October 25, 2021 | Deep learning, OCR

Deep Learning for Text Detection (Part2)

Deep learning for text detection (part2)

This article is the second part of “Deep learning for text detection.” In part 1, we outlined some deep learning approaches based on object detection used to perform text detection.

In this part, we will outline some approaches based on image segmentation.

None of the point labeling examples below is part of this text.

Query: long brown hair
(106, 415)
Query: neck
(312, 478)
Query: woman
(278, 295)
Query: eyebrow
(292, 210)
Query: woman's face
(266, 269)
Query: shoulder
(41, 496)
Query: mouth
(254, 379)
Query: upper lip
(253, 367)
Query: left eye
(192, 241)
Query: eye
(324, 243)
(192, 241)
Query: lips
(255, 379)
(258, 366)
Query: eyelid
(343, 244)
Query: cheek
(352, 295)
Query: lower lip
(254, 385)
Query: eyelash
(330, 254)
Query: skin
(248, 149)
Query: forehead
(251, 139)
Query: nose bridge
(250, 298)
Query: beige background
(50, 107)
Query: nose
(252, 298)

There are different types of image segmentation, but for text detection, we will focus on instance segmentation.

Instance segmentation

Instance segmentation is the process of classifying each pixel in an image to one of N categories. Moreover, there also needs to be a distinction between pixels belonging to the same class but to different objects (we need to distinguish between a pixel belonging to person A and a pixel belonging to person B in the same image). 

Instance segmentation, just like object detection, is a general-purpose method that can be used for several tasks, not just text detection. In the following sections, we’re going to look at some of the deep learning architectures that perform text detection using instance segmentation.

Two famous instance segmentation techniques for text detection are based on Fully convolutional networks (FCN). We will detail them next.

Multi-Oriented Text Detection with Fully Convolutional Networks

FCN is an architecture that is based mainly on convolution layers and without the use of fully connected layers. It is usually used as the first block of many computer vision deep learning models. For example, VGG16 or InceptionV4 have FCN blocks that come right after the input and just before dense layers.

For text detection, Zheng et al in their paper “Multi-Oriented Text Detection with Fully Convolutional Networks” [1] described an approach for text detection using FCNs. The system they designed is composed of several components, but the main component is the FCN block. The figure below shows how text detection works using their method.

Figure 1: Text detection using FCN [1]

In figure 1, there are seven images that show the progress of the text detection process:

  1. The input image.
  2. The salient map of the text regions predicted by the TextBlock FCN.
  3. Text block generation using the previous layer’s output.
  4. Candidate character component extraction.
  5. Orientation estimation by component projection.
  6. Text line candidates extraction.
  7. The detection results of the proposed method.

TextSnake for text detection

TextSnake is a neural network architecture that is also based on FCN but unlike the approach mentioned in the previous section, TextSnake has a more flexible representation that allows for detecting text of arbitrary shapes. The way this approach works is as shown in the figure below.

TextSnake framework [2]

TextSnake starts with an input image. Then this image is passed through an encoder-decoder network that has an FCN-FPN based architecture. FPN stands for Feature Pyramid Network [3]. The output of this are score maps of text center line (TCL), text regions (TR), and also geometry attributes (radius and rotation angle). The TCL is further masked by the TR map. Furthermore, some post-processing is done to reconstruct the text instances.


In this article, we covered some deep learning techniques that use instance segmentation to perform text detection. We mainly looked at FCN based neural networks such as TextSnake. This would be the second and last part of the “Deep learning for text detection” blog articles. In future articles, we will get into the second major part of an OCR system, which is text recognition. 


Nour Islam Mokhtari

Machine Learning Engineer


[1] Zheng Zhang, Chengquan Zhang, Wei Shen, Cong Yao, Wenyu Liu, Xiang Bai, “Multi-Oriented Text Detection with Fully Convolutional Networks.”

[2] Shangbang Long, Jiaqiang Ruan, Wenjie Zhang, Xin He, Wenhao Wu, Cong Yao, “TextSnake: A Flexible Representation for Detecting Text of Arbitrary Shapes.”

[3] Lin, T.Y., Dollar, P., Girshick, R., He, K., Hariharan, B., Belongie, S. “Feature pyramid networks for object detection.”